Batch Import
Performance Differences and Their Causes
When importing multiple updates into a document, using doc.importBatch(updates)
is significantly faster than importing updates individually. This performance difference stems from how data merging is handled in each approach.
import { LoroDoc } from "loro-crdt";
const doc = new LoroDoc();
doc.getText("text").update("Hello");
const update1 = doc.export({ mode: "update" });
const version = doc.version();
doc.getText("text").update("Hello World");
const update2 = doc.export({ mode: "update", from: version });
const newDoc1 = new LoroDoc();
newDoc1.importBatch([update1, update2]); // faster
const newDoc2 = new LoroDoc();
for (const update of [update1, update2]) { // slower
newDoc2.import(update);
}
Key Advantages of Import Batch
1. Single Diff Calculation
The most significant advantage is that import batch performs only one diff calculation.
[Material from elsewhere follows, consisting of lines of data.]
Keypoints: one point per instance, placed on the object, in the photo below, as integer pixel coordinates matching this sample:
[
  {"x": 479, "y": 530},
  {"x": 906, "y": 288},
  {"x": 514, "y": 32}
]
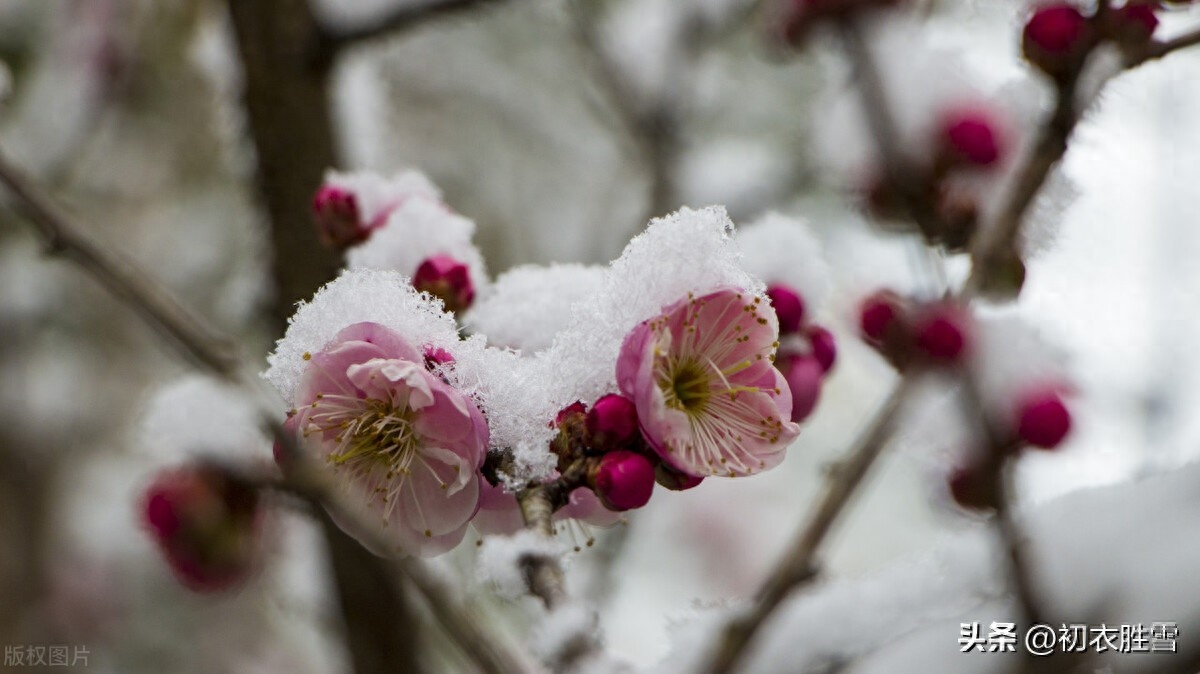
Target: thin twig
[
  {"x": 402, "y": 18},
  {"x": 178, "y": 326},
  {"x": 208, "y": 351},
  {"x": 798, "y": 565},
  {"x": 543, "y": 573}
]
In contrast, each individual import follows these steps:
- Merge remote updates into local history
- Calculate document state changes from the current version to the merged version
- Apply the diff to the current document state
This diff calculation has fixed overhead costs that accumulate with each import. But doc.importBatch(...)
only performs one diff calculation, which is faster than multiple individual diff calculations.
2. Reduced Communication Overhead
Import batch also results in more concise events. Each individual import generates a new event, but doc.importBatch(...)
generates only a single event that contains all the changes.